How to Pitch Your StartupThe Three Pitches You Need to Master


THE HIGH-CONCEPT PITCH

This is the short-enough-to-fit-on-the-back-of-a-business-card summary that describes your business. It's the "we're the X for Y" pitch or the 140 characters or less @twitter pitch. By using known concepts and ideas, you evoke people's interest and capture their imagination in one single sentence - and you enable people to understand and share what you are about.

It's is the ice-breaking introduction at parties and events: "Hi, I'm Chad - I'm creating flickr for videos!" you say as you shake the investor's hand. (Yeah, you guessed it - That was YouTube's high-concept pitch). Hopefully the investor you've just introduced yourself to will say "That sounds interesting. Tell me more!". What do we proceed to tell them next?

THE ELEVATOR PITCH

Now that the investor has invited us to continue the conversation, we continue with a 30 second executive summary that contains the following ingredients: Traction, Product, Team and Social Proof. Although you want to make it sound less like an executive summary and more like an entertaining story you'd tell a friend or family member. And use the ingredients like you'd cook; Use what you have at hand and emphasize what you think will impress the most. Whatever you do, don't go much over 30 seconds. Consider that the elevator pitch concept originally came from Wall Street where the only way to present your new ideas to the management used to be stepping inside the elevator of the office skyscraper with your boss and pitch them the 30 seconds it took to arrive at their floor. Much like the boss was captured in the elevator and couldn't run away, most people won't turn you down or run away for the 30 or so first seconds of a conversation even if you are a bore.

Let's say your name is Marc Andreessen. Your elevator pitch would perhaps be something like: "Ning lets you create your own social network for anything. For free. In 2 minutes. It's as easy as starting a blog. Try it at: http://ning.com We built Ning to unlock the great ideas from people all over the world who want to use this amazing medium in their lives. We have over 115,000 user created networks, and our page views are growing 10% per week. We previously raised $44M from Legg Mason and others, including myself. Before Ning, I started Netscape (acquired by AOL for $4.2B) and Opsware (acquired by HP for $1.6B)". The investor would hopefully then say something like "That sounds fantastic. You've got to send me your deck!". So what do we send the next?

THE PITCH DECK

It's the 13 magic slides that will hopefully lead to an investment decision (check out the Pitching Masterclass to learn what they should contain). And no - you don't need more than 13 slides and of course you'll have any number of extra details in the backup slides.

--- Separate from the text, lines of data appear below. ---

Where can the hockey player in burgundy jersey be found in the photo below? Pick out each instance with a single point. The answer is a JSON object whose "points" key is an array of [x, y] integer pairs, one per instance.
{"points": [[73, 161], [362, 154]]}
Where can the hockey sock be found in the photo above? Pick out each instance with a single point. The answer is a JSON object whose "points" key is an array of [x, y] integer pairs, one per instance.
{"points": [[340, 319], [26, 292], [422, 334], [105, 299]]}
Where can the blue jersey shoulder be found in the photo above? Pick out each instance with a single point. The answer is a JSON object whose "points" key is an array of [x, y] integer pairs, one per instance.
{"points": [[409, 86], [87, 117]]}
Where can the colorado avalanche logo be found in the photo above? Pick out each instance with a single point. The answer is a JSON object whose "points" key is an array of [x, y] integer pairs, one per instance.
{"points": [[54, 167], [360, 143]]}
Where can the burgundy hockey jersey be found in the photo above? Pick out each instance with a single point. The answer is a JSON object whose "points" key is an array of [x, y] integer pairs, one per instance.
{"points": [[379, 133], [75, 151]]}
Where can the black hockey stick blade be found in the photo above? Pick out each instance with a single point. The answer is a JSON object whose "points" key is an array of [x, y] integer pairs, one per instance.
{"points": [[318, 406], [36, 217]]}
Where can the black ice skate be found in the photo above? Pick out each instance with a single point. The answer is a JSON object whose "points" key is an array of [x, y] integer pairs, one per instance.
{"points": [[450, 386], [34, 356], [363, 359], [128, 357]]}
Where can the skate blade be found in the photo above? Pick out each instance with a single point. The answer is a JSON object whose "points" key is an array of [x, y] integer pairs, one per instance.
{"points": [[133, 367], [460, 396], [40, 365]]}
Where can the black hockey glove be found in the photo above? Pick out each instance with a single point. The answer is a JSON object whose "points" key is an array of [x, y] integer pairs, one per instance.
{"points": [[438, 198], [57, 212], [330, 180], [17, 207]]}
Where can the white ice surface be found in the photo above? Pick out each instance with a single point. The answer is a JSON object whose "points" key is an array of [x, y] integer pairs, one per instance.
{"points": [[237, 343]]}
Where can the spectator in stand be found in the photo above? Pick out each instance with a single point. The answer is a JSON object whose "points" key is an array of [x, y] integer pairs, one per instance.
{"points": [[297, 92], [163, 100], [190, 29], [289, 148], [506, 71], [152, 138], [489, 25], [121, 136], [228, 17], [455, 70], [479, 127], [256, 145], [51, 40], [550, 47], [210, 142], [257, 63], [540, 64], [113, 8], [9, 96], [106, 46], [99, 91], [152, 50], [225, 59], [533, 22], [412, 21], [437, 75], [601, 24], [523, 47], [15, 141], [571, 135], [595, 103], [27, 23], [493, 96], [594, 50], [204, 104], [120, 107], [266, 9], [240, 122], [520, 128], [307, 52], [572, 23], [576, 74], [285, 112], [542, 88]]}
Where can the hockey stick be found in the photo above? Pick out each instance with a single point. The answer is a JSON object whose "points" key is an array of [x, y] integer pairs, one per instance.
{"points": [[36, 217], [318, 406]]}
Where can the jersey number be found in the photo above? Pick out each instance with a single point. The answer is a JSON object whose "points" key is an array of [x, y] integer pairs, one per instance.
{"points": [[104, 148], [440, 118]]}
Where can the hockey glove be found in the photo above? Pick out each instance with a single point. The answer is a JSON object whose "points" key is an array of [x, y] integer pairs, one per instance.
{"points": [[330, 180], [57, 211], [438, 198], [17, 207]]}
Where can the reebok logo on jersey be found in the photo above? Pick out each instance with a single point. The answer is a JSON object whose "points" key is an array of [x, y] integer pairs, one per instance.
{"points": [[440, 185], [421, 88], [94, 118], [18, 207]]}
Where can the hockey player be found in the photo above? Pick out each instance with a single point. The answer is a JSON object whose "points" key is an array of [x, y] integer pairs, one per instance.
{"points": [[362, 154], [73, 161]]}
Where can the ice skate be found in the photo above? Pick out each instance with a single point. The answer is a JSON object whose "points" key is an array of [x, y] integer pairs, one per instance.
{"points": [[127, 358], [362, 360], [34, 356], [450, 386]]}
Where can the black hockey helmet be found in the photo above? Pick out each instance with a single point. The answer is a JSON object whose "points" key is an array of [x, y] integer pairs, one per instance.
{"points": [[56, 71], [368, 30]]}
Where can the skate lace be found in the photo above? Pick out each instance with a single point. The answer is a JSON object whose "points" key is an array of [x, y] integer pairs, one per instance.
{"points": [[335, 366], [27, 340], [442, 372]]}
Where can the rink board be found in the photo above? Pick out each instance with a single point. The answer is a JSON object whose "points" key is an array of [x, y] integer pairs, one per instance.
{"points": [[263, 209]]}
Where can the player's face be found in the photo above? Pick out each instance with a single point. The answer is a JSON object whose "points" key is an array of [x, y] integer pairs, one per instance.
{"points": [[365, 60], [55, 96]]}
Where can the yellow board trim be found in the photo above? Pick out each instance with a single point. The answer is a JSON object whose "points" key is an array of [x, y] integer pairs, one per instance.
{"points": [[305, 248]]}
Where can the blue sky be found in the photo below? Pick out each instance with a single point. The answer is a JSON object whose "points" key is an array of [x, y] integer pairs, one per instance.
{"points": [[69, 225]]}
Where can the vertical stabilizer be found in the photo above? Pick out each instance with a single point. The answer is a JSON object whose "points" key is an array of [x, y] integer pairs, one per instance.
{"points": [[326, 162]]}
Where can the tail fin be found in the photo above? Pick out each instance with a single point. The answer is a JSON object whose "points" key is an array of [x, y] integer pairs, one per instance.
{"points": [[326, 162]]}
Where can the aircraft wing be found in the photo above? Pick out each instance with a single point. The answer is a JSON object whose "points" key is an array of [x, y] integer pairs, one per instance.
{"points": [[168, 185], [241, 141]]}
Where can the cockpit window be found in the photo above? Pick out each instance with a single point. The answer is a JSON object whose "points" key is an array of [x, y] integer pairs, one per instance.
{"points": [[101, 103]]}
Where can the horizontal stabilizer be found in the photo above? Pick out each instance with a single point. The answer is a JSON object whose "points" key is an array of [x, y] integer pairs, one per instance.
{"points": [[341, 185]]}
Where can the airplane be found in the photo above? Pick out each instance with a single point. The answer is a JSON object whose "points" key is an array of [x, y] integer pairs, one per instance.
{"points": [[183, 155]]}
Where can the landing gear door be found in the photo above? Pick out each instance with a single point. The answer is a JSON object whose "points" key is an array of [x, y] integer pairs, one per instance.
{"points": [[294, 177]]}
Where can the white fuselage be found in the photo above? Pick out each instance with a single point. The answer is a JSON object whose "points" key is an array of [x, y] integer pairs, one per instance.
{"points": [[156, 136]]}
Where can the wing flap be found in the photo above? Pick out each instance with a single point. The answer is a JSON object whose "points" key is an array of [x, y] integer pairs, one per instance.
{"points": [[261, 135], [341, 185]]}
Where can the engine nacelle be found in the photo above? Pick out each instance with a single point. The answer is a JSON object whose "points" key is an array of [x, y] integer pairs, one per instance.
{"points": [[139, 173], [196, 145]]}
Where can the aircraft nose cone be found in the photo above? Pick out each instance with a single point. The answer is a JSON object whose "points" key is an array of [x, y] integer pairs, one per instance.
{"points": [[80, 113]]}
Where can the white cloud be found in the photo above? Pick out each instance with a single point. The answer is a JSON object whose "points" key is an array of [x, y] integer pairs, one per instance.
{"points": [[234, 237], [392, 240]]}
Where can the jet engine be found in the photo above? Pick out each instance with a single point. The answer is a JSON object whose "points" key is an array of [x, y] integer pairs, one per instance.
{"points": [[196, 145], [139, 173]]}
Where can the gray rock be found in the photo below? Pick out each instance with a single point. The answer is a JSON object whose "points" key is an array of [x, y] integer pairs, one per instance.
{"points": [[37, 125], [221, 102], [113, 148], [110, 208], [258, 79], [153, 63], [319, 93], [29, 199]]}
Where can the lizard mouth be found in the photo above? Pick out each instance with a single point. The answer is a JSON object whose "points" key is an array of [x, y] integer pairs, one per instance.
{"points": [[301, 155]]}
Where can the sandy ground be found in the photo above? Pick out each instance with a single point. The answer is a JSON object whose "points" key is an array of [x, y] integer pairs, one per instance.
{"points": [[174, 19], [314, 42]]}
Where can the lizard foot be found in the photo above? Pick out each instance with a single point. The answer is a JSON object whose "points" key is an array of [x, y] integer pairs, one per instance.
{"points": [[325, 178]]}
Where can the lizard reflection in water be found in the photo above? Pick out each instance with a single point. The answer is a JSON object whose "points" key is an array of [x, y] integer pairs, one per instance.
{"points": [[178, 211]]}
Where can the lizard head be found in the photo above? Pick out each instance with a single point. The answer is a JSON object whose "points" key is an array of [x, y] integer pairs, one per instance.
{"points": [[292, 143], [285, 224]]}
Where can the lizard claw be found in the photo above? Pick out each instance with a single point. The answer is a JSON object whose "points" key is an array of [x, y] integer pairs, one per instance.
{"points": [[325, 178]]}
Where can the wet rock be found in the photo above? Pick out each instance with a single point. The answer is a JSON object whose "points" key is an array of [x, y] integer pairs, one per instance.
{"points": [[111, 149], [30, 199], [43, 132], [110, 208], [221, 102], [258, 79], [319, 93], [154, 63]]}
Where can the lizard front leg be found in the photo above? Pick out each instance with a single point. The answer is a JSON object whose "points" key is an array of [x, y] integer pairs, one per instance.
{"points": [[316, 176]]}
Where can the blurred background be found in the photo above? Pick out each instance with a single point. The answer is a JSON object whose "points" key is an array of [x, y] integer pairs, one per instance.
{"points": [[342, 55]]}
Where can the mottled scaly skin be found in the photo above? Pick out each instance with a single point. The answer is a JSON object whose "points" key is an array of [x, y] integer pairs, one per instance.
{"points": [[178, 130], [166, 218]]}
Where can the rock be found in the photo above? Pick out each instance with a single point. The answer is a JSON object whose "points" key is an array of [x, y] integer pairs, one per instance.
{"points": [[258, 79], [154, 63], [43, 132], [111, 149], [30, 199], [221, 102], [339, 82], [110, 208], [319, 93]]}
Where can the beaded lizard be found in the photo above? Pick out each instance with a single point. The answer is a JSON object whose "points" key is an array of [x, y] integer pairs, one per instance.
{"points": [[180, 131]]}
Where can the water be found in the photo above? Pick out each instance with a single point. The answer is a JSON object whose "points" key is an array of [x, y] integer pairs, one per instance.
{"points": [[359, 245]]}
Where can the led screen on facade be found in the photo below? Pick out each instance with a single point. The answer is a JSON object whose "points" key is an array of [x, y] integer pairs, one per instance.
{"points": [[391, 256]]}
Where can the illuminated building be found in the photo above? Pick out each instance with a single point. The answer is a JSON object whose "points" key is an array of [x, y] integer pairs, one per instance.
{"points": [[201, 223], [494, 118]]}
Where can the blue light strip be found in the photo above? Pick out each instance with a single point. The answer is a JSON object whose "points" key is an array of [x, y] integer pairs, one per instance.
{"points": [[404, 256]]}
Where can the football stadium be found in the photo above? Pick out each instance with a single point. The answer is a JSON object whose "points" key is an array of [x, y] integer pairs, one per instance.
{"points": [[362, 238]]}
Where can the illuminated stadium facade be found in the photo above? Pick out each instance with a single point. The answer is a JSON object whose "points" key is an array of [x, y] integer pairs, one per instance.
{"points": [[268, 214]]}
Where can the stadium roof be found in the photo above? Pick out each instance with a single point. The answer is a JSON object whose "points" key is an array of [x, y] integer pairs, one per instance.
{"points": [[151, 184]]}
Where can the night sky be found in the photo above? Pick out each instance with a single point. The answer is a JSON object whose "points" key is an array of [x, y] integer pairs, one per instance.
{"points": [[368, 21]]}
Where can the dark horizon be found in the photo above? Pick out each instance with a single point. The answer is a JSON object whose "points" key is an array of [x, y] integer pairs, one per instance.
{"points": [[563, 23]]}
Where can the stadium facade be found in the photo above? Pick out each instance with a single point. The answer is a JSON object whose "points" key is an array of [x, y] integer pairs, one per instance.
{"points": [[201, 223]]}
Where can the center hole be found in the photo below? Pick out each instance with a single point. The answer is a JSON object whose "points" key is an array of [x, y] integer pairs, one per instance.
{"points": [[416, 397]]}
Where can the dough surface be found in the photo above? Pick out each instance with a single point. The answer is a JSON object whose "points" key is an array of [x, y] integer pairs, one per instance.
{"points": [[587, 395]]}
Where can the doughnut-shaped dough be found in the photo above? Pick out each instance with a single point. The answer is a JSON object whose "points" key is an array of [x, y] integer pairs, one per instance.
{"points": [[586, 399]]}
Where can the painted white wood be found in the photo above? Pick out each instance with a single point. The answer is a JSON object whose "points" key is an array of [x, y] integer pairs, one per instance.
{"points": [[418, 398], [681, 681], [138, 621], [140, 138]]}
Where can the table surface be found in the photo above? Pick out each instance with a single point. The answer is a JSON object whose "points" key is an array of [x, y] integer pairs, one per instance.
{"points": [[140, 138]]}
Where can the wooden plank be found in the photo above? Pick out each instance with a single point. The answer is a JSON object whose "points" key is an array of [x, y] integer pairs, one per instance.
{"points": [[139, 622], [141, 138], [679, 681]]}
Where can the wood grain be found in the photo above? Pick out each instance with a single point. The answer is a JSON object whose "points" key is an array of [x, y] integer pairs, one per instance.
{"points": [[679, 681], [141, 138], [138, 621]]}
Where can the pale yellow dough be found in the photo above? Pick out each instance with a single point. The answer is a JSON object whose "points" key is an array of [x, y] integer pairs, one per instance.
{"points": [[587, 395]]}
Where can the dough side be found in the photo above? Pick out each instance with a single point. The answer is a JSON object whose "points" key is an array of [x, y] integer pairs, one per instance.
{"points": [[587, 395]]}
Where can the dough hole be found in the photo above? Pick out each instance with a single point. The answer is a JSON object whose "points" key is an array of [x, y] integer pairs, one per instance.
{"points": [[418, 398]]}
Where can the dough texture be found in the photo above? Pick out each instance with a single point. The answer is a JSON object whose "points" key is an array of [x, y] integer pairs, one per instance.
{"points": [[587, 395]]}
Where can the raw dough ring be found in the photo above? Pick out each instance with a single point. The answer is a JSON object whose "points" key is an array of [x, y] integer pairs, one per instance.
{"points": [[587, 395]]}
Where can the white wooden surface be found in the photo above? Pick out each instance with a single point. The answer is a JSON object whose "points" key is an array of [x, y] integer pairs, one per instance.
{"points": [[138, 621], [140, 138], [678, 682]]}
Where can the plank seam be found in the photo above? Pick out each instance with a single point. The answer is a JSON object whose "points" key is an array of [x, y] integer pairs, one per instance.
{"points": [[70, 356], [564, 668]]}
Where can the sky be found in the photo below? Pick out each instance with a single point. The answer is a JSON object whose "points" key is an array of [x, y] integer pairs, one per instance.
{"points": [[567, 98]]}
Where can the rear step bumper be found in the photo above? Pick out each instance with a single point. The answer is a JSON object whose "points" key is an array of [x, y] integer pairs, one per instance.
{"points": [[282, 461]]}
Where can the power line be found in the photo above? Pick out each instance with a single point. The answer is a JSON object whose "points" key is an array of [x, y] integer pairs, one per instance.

Prepare the presentation in Keynote or PowerPoint using 30pt or larger fonts. Export it as a PDF file and send it to investors. Practice pitching and presenting the contents of the deck in anything from 2.5 to 7 minutes until you could do it in your sleep. Now hope you'll get an invite to pitch the investor you sent the deck to. If you get invited, you'll usually have somewhere between 15 and 30 minutes to pitch them. Make sure the meetings have partners and not only associates present if you want a funding decision and beware that any answer they give you other than a yes is a no.

THE THREE PITCHES ARE ALL CONNECTED

The High-Concept pitch gets people’s attention and acts as an incentive to let you keep talking. The Elevator Pitch convinces investors to ask for your pitch deck. The Pitchdeck sells investors on taking a meeting with you. And that meeting will lead to a funding decision.